For MySQL versions earlier than 8.4, test innodb_use_fdatasync:

    

        
        
innodb_use_fdatasync=ON

    

The innodb_use_fdatasync parameter allows InnoDB to use fdatasync() instead of fsync() for operating systems and flush methods that support it. This can improve write performance because fdatasync() flushes file data without forcing unrelated metadata updates, such as timestamps to disk. Metadata required to retrieve the data is still flushed. In MySQL 8.4, this setting defaults to ON.

Transaction durability settings

Use the following settings when transaction durability and consistency are required (these are the default in MySQL 8.4+):

    

        
        
sync_binlog=1
innodb_flush_log_at_trx_commit=1

    

The sync_binlog parameter controls how often MySQL synchronizes the binary log to disk.

The innodb_flush_log_at_trx_commit parameter controls how InnoDB writes and flushes redo log records at transaction commit.

When both settings are 1, MySQL prioritizes transaction durability over peak write throughput. Relaxing either setting can reduce how often transactions wait for binary log and redo log data to be flushed to durable storage. This can improve parallel transaction execution and write throughput, especially on write-heavy workloads, but it increases the time window where committed transactions exist only in memory or operating system cache.

Warning

Changing sync_binlog or innodb_flush_log_at_trx_commit away from 1 trades away transaction durability, which is part of ACID compliance.

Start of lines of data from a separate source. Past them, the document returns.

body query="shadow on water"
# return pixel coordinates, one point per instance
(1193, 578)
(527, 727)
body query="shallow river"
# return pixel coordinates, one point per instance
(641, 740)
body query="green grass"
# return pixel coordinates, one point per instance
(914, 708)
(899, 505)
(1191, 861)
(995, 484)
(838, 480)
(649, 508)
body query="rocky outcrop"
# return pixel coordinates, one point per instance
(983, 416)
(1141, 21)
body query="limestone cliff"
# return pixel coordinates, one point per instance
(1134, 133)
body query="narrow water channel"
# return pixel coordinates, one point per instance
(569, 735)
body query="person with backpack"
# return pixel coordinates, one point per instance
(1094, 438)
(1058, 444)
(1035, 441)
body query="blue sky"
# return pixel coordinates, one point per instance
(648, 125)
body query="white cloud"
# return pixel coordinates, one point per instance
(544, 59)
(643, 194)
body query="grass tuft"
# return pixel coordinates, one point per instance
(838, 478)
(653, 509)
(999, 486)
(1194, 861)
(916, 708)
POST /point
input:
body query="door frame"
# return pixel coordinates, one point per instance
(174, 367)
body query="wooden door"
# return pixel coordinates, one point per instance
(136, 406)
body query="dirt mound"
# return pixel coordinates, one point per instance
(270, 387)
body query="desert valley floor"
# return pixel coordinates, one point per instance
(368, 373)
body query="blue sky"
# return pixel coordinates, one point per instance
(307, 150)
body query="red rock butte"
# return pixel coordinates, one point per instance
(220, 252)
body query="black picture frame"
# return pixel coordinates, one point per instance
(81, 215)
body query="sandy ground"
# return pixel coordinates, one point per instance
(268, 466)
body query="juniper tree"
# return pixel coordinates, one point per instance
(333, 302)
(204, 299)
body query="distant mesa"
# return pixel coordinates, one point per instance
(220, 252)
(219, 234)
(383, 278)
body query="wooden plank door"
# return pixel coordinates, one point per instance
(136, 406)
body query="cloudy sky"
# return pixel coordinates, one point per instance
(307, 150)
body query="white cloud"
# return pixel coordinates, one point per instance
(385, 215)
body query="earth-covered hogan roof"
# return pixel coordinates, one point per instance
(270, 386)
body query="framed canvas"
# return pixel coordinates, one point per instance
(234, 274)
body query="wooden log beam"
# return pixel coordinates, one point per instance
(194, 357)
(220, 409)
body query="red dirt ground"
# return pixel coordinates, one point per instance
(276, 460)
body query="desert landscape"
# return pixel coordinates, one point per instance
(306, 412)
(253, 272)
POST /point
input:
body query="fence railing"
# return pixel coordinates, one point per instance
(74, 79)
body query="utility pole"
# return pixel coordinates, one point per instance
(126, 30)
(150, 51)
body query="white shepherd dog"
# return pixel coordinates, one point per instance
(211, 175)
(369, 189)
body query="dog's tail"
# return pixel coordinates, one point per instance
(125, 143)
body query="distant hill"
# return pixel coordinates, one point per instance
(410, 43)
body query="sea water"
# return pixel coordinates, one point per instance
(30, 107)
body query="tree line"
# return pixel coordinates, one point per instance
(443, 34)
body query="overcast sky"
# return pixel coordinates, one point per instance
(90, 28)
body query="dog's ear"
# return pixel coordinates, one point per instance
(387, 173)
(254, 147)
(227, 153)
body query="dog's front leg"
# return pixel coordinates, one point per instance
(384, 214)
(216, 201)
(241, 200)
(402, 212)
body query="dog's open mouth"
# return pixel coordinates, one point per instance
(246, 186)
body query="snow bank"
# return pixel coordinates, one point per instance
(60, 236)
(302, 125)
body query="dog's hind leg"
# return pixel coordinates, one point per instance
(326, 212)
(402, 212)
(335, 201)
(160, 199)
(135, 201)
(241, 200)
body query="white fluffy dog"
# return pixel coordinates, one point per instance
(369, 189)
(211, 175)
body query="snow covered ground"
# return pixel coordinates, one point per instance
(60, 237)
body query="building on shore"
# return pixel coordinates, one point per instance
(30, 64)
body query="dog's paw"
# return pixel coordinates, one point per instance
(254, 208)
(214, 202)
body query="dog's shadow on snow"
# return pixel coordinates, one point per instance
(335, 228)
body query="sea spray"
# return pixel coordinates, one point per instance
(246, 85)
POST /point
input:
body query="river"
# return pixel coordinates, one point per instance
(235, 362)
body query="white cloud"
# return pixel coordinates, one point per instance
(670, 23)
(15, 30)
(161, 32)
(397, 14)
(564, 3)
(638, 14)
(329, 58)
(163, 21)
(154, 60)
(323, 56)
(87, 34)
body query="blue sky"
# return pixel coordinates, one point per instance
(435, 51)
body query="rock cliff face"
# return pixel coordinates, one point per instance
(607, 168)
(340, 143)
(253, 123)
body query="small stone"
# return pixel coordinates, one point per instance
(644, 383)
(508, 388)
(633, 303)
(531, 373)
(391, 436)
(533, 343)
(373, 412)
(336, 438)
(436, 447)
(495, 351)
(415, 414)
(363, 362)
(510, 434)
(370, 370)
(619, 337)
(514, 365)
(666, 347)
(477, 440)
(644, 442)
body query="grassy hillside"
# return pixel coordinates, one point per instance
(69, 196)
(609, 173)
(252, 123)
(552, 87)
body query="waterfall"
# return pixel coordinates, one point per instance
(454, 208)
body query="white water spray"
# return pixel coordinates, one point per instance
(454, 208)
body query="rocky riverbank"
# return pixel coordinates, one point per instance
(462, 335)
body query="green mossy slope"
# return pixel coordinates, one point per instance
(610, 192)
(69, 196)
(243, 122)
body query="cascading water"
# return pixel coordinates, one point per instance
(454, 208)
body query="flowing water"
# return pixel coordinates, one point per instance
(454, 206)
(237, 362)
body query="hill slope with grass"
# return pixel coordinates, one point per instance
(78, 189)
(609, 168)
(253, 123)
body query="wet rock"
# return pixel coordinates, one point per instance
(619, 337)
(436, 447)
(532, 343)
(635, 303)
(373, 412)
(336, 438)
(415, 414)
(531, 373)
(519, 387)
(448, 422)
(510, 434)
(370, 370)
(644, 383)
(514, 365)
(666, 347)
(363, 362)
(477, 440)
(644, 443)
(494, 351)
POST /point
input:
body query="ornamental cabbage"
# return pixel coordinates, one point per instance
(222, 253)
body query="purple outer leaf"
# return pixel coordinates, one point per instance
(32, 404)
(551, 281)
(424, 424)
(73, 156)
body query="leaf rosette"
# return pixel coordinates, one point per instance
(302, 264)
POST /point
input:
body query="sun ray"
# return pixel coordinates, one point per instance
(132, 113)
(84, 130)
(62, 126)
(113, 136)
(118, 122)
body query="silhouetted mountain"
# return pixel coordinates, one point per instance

Values such as sync_binlog=0, sync_binlog=N where N is greater than 1, or innodb_flush_log_at_trx_commit=0 or 2 can lose committed transactions during a power failure, operating system crash, or unexpected MySQL exit.

Change these settings only when your application and recovery process can tolerate potential transaction loss.

I/O capacity configuration

Increasing parallelism can help InnoDB use available storage resources more efficiently. For older MySQL versions on SSD-backed or cloud storage, test values similar to the MySQL 8.4 defaults:

    

        
        
innodb_io_capacity=10000
innodb_io_capacity_max=20000

    

The innodb_io_capacity parameter tells InnoDB how many I/O operations per second it can issue to storage for background work. Before MySQL 8.4, the default was 200, which is often too low for modern SSD and cloud storage. In MySQL 8.4, the default is 10000.

The innodb_io_capacity_max parameter provides a higher limit for bursts of background work. It defaults to 2x innodb_io_capacity. Use that relationship as a starting point, then adjust the values based on storage capability and measured performance.

Spin lock configuration

Use the following setting as a starting point for testing lock polling behavior:

    

        
        
innodb_sync_spin_loops=30

    

The innodb_sync_spin_loops parameter controls how many times a thread checks whether an InnoDB mutex or rw-lock is available before yielding execution to another thread.

This setting applies to internal InnoDB synchronization objects, including the latches that protect storage engine structures such as indexes. It does not control transaction lock behavior, such as shared (S), exclusive (X), intention shared (IS), or intention exclusive (IX) locks. Transaction locks enforce SQL isolation semantics. When a transaction lock request conflicts with an existing lock, the transaction waits until the conflicting lock is released; transaction locks do not spin longer because of this parameter.

Profiling MySQL under heavy load on Arm with Linux perf can show time spent waiting for locks. Increasing innodb_sync_spin_loops can reduce context switching when locks are released quickly, but setting it too high can waste power and delay other useful work. Keep the default value, 30, unless profiling and measured performance show that a different value helps. For more information, see the MySQL Configuring Spin Lock Polling documentation .

What you’ve learned

You’ve now explored various MySQL parameters you can tune for improved performance.

You can use the guidance in this Learning Path to optimize the performance of your MySQL databases on Arm.